Another epic RTS/simulation hybrid covering the fight between the Allies and the Japanese in the Pacific during WWII comes nipping at the heels of Battlestations: Midway. Unlike its fun-but-slightly-dumbed-down arcadey cousin, the emphasis in Pacific Storm: Allies is on the astounding scale of the conflict, and on fiddly real-time strategy rather than shooting things to pieces in person.

The concept is great: a Total War-style strategic recreation of the war, with you controlling all building and construction options on the zoomed-out map, and then taking control of individual battles as you and the enemy clash over control of individual territories.



But ye gods, running a massive war-effort spanning thousands of square miles of ocean, fleets of ships, armies of men and squadrons of planes is a headache. Troops have to be shipped to bases, engineers provided to build installations, pilots available to man aircraft, sailors delivered to crew warships.

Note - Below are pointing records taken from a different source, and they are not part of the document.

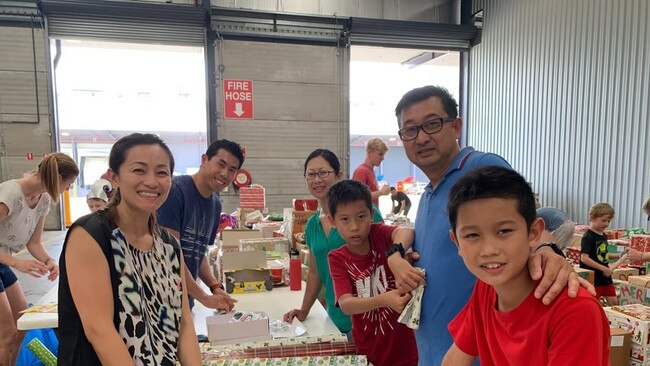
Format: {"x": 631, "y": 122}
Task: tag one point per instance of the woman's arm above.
{"x": 188, "y": 347}
{"x": 90, "y": 285}
{"x": 37, "y": 250}
{"x": 314, "y": 285}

The sad thing is that military housekeeping appears to absorb approximately 95% of your time, with all those ‘boring’ tasks such as piloting torpedo bombers on death-defying attack runs against enemy carriers and manning anti-aircraft guns against Japanese Kamikaze assaults reduced to something of a sideshow.

When you do find time to put down the spreadsheets and have a battle, they’re often massive-scale affairs, simultaneously challenging your graphics card to render every bomb, bullet and bulkhead, and your cranium to keep track of what’s going down. This latter task isn’t helped by an ungainly interface that can’t cope with the millions of planes and ships throwing buckets of hot lead at each other, often reducing you to panicked spectator, trying to figure out who’s doing what to whom and why. Jumping into the cockpit of any plane or behind the guns of any ship is always an option, although in a basically pointless sim-lite fashion.